ジャクソン・ルー(Jackson Lu)
米マサチューセッツ工科大学(MIT)経営大学院助教授
米ウィリアムズ大学で日本語、数学、心理学を専攻し首席で卒業。2010年、早稲田大学国際教養学部に半年留学し、米コロンビア大学経営大学院で経営学における組織行動論の博士号(Ph.D.)を取得、2018年から現職。文化とグローバリゼーションが専門。2019年、米Poets and Quants誌に40歳以下のベストビジネススクール教授の1人に選ばれた。

 

・東アジア系は儒教文化の影響が色濃く、東アジア系は謙虚にふるまうことや調和、安定を好み、自分の意見を言うことを好みません。一方、何百年の長い歴史の中で、インドやパキスタンといった南アジア系は、そもそも自己主張が強く、さらに議論を好む文化なのだと思います。

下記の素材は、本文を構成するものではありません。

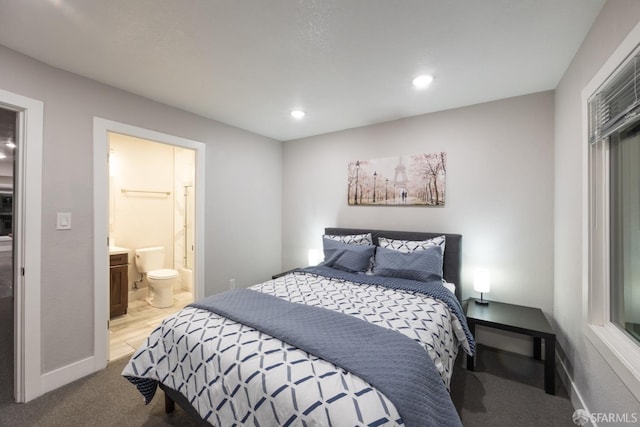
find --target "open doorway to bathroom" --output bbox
[0,108,18,405]
[107,132,196,360]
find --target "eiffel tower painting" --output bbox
[347,152,447,206]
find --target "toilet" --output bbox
[135,246,178,308]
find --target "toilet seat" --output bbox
[147,268,178,280]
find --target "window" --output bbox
[609,129,640,345]
[583,25,640,399]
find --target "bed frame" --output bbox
[159,227,462,420]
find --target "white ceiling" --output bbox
[0,0,605,140]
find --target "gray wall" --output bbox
[554,0,640,413]
[282,92,554,324]
[0,46,282,373]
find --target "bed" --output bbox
[122,228,475,427]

ですから米国の文化の中でも自然にふるまえ、違和感がない。東アジア系が同じようにやってもなかなか上手にできないと思いますし、そもそも心理的・文化的に難しい部分はあると思います。

 

・私たちの研究でも、中国人と韓国人は、日本人より多少は、自分の意見を主張する傾向があります。ですから、米国企業においては東アジア系で一番割を食いそうなのは、恐らくは日本人の方たちと思われます。

 

・重要なポイントは、米国人、米国生まれの日本人や韓国人、インド人の間でも、リーダーシップスタイルに違いがあるということです。つまり英語が流ちょうだとしても文化的なものがつきまとう。そこは、英語力だけの問題ではないのです。

 

・大企業でガラスの天井、女性がリーダーになりにくい問題がありますね。過去の研究では、もっと自分のことを主張するようにしてみたところで、男性からは「この人は女性なのに自己主張が激しい、空気が読めない」とネガティブに見られる場合があるため、逆にリーダーになりにくいという結果も出ている。同じように、東アジア系が米国企業でもっと自己主張をするようになったとしても、昇進には逆効果になる可能性がある。

 

・日本人をはじめ東アジア系が米国で活躍するには、やはり米国の文化を身につけなければいけませんね。そして自分の文化に納得することが重要だと思います。そして、この文化の中ではこういう規範だから、ここでは自分もこう接するのだといった、柔軟性のある対応をする必要があります。かなり難しいですけれど、チャレンジした後に母国に戻って活躍するのも素晴らしいことですよね。